The Nye County Sheriff’s Office said three men are expected to be charged in an incident that occurred at Devil’s Hole in Death Valley National Park on April 30.
Steven Schwinkendorf, 29, of Pahrump; Edgar Reyes, 35, of North Las Vegas; and Trenton Sargent, 26, of Indian Springs have been interviewed and are expected to be charged, NCSO said in a press release issued Thursday afternoon.
Charges include conspiracy to commit a crime, killing of an endangered species, destruction of property, trespassing, and destruction of habitat. The NCSO also said that at least one of the suspects is a convicted felon and is expected to be charged as an ex-felon in possession of a firearm. Charges are projected to be taken at the federal level.
At around 7:20 p.m. on April 30, three men in an off-highway vehicle drove off-road around a gate at the Devil’s Hole parking lot. They discharged a firearm at least 10 times, shooting at locks on two gates, a motion sensor on the security camera system and several signs in the area.
One man swam in Devil’s Hole and left his boxer shorts behind in the water. After entering the water, the suspect stomped around the shelf area of the critical ecosystem. Three beer cans were left behind and one man vomited.
The security camera system was still partially functional during the entire time the men were at Devil’s Hole. The surveillance footage that was posted on the Internet showed the men jumping over a fence and driving away toward Crystal.
A collaborative investigation between the National Park Service and NCSO Scorpion Task Force led to the identification of the three suspects, according to the press release. Investigators collected evidence, including DNA and video surveillance.
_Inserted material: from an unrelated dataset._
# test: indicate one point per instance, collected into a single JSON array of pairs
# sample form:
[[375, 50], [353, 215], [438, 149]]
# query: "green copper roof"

NCSO Sgt. Thomas Klenczar located the vehicle seen in the video. The vehicle’s owner, Schwinkendorf and two other suspects were interviewed over the phone.
“Based on the investigation of the crime scene and the interviews with the suspects, investigators determined the threesome had been drinking and out shooting rabbits when they came to Devil’s Hole,” a press release said.
Devil’s Hole is a detached section of Death Valley and is the only natural habitat of the endangered Devil’s Hole pupfish. The National Park Service, in cooperation with the U.S. Fish and Wildlife Service and the Nevada Department of Wildlife, work to protect the endangered Devil’s Hole pupfish and its habitat.
There were only 115 observable pupfish in Devil’s Hole counted during April’s spring survey.
The intrusion is believed to have resulted in the death of at least one endangered Devil’s Hole pupfish, and fisheries biologists are trying to ascertain the extended damage that may have been done to food sources and egg sites which could lead to more loss of the species. The killing of an endangered species is a felony crime.
An assessment of the financial loss is being conducted.